Step 1: Downloading Ubuntu into your Flash Drive
You can burn the Ubuntu .iso image into the old USB stick. You can follow these steps to do the same.
- Download Ubuntu image from the Ubuntu release page.
- Download UNetbootin. For Ubuntu, install it from the Software Center.
- Plug in the USB stick.
- You should now start UNetbootin, and burn the .iso image into your USB/ Flash drive.
Step 2: Boot from DVD/Flash Drive
Now you’re simply a few steps away to run your Commands on Linux. It’s actually quite easy to install Ubuntu using a DVD /USB. Basically, all you need to do is the following;
Put the Ubuntu DVD into your optical drive. If you’re using a Flash Drive, you can go ahead and plug it into the USB port.
Then, restart your computer. As soon as your computer boots you’ll be able to see a welcome window in the likes of what you see below.
Now, go ahead and select your preferred option from a barrage of languages enlisted on your left, followed by which, you can choose between either installing Ubuntu directly or trying the desktop first.
You’ll probably find an option called Install Ubuntu. Click on that option and press return to launch the desktop installer automatically.
Alternatively, you could also select the first option, Try Ubuntu without installing to give Ubuntu a test run.
A few seconds later, after the desktop has loaded, you’ll see a new window. This is the welcome window. At this point, you can select your language from a list on the left and choose between either installing Ubuntu directly or trying the desktop first.
Step 3: Preparations for Installing Ubuntu
Post the language selection, you shall be asked to select your keyboard layout. If the installer doesn’t guess the default layout correctly, you can use the Detect Keyboard Layout button to run through a brief configuration procedure and then select Continue.
Next, you shall be asked What apps would you like to install to start with? Two options will be available to you; Normal installation and Minimal installation.
The first option is the equivalent to the old default bundle of utilities, applications, games and media players. It’s a great launchpad for any Linux installation.

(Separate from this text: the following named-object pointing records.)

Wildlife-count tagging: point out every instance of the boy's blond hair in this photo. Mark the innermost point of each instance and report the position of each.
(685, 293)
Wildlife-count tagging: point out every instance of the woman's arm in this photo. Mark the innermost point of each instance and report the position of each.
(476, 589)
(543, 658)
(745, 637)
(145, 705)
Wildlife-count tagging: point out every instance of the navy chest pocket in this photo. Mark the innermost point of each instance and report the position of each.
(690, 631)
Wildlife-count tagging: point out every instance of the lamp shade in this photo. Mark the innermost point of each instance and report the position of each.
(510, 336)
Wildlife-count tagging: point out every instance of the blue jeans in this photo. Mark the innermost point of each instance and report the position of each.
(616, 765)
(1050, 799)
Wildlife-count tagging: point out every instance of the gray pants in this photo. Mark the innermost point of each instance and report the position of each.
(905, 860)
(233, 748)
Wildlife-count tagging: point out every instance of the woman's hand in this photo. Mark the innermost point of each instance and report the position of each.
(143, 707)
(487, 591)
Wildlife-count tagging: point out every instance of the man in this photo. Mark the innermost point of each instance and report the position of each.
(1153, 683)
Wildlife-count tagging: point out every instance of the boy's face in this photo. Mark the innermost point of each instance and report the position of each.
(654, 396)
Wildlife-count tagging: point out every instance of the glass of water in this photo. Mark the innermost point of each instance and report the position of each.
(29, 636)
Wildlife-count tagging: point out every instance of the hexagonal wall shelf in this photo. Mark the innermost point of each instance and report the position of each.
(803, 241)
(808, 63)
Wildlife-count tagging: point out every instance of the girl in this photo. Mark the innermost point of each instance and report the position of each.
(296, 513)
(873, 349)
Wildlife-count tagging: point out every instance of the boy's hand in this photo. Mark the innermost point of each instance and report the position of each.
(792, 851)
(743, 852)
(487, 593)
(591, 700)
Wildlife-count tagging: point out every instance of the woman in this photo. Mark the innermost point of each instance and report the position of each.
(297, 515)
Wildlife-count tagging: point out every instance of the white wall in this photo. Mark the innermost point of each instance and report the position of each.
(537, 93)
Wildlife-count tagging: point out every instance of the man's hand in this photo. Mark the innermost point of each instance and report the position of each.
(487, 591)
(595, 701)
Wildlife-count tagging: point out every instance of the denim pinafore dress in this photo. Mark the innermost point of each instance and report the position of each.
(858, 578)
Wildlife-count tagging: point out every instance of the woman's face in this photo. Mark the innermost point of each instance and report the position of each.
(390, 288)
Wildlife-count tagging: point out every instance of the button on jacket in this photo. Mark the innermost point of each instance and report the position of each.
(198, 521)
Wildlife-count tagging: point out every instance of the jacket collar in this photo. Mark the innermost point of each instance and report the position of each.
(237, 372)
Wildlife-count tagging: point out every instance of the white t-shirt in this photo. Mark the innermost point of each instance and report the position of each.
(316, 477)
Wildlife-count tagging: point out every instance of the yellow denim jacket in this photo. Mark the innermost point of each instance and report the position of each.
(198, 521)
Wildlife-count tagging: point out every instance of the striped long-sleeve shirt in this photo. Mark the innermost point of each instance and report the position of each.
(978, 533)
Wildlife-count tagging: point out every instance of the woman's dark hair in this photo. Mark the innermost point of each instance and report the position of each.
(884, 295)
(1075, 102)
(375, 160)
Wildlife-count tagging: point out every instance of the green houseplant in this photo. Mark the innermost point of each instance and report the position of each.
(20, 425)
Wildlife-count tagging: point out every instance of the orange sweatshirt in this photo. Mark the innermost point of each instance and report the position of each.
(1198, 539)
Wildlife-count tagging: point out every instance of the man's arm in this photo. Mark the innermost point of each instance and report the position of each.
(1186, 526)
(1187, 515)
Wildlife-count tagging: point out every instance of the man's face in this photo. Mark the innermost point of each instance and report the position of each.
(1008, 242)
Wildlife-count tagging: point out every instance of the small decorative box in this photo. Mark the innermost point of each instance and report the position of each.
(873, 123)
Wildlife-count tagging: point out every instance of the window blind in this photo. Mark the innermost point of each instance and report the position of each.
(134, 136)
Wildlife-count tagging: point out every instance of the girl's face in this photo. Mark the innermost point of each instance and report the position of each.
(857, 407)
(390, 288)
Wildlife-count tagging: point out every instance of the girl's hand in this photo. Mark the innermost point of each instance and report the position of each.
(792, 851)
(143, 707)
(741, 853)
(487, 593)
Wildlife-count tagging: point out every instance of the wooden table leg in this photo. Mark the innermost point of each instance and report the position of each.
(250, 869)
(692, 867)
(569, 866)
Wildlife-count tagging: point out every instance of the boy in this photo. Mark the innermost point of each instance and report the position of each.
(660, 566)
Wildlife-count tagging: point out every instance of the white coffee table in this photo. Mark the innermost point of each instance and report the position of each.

The second option takes considerably less storage space and allows you to only install what you require.
Beneath the installation-type question will be two check-boxes; I’d reckon you enable both Download and Install Third-Party Software.
Suppose, you aren’t connected to the internet, you will be asked to select a wireless network, if available. It’s always preferable to stay connected to the internet during the installation so your machine is updated.
Step 4: Allocate Drive Space
There will be a couple of checkboxes to choose from as you can see in the image below. So you can make a choice, if you’d like to install Ubuntu alongside another operating system, delete your existing operating system and replace it with Ubuntu, or Something else.
Step 5: Begin Installation
A small pane, in the likes of the image given, will appear before you which will have an overview of the storage options you’ve chosen, with the chance to go back if the details are incorrect.
Click Continue to fix those changes and start the installation process.
Step 6: Select Location
Step 7: Login
The installer shall suggest a computer name, automatically and also the username, once you enter your name. These are pretty simple to change according to your preference. The computer name is how your computer will appear on the network, while your username will be your login and account name.
Next, go ahead set a strong password. It could include uppercase alphabets, lowercase alphabets, numeric and special characters.
But if you enable home folder encryption and you happen to forget your password, you won’t be able to retrieve any personal data stored in your home folder, that’s a con. I am not trying to scare you, I promise!
Step 8: Background Installation
Step 9: Installation Complete!
Now your Distribution has been installed and configured. A small window will appear before you, asking you to restart your machine. Click on Restart Now and when the prompt is displayed, remove either the DVD or flash drive you’ve plugged in.
Kudos! You have now successfully installed the World’s most popular Linux OS!
Alternate Method: Download Ubuntu on your Virtual Machine
There are several ways to install Ubuntu. If you want to use Ubuntu without making any changes in your Windows system, you can go the virtual machine way. Basically, you install and use this distribution like any regular Windows application. When you just want to try a Linux distro (Ubuntu in this case) for limited use, virtual machines provide a more comfortable option.
1. Download and install Virtual Box
2. Download Linux ISO
Next, you need to download the ISO file of the Linux distribution,i.e, Ubuntu. You can get this image from this link.
3. Install Ubuntu using Virtual Box
Now, you have installed Virtual Box and downloaded the ISO for Linux. You are now all set to install Linux in Virtual Box.
Create a virtual disk. This works like the hard disk of the virtual Linux system. This is where the virtual system will store its files. I, personally, would go for the VDI type file, here.
You can choose either to Dynamically allocate or a Fixed size option for creating the virtual hard disk. The recommended size is 10 GB.
Once everything is in place, it’s time to boot that ISO and install Ubuntu as a virtual operating system. If Virtual Box doesn’t detect the Linux ISO, browse to its location by clicking the folder icon as shown in the picture.
Soon you’ll find yourself inside Linux. You’ll end up with the option to install it.
Things from here are Ubuntu specific. From here you can continue with Step 2.
I hope you found this guide helpful. If you need, you can change the boot order easily to make Ubuntu your default OS. But that’s a story for another day. For now, you can go ahead, experiment and enjoy this beautiful, beginner-friendly Linux distribution.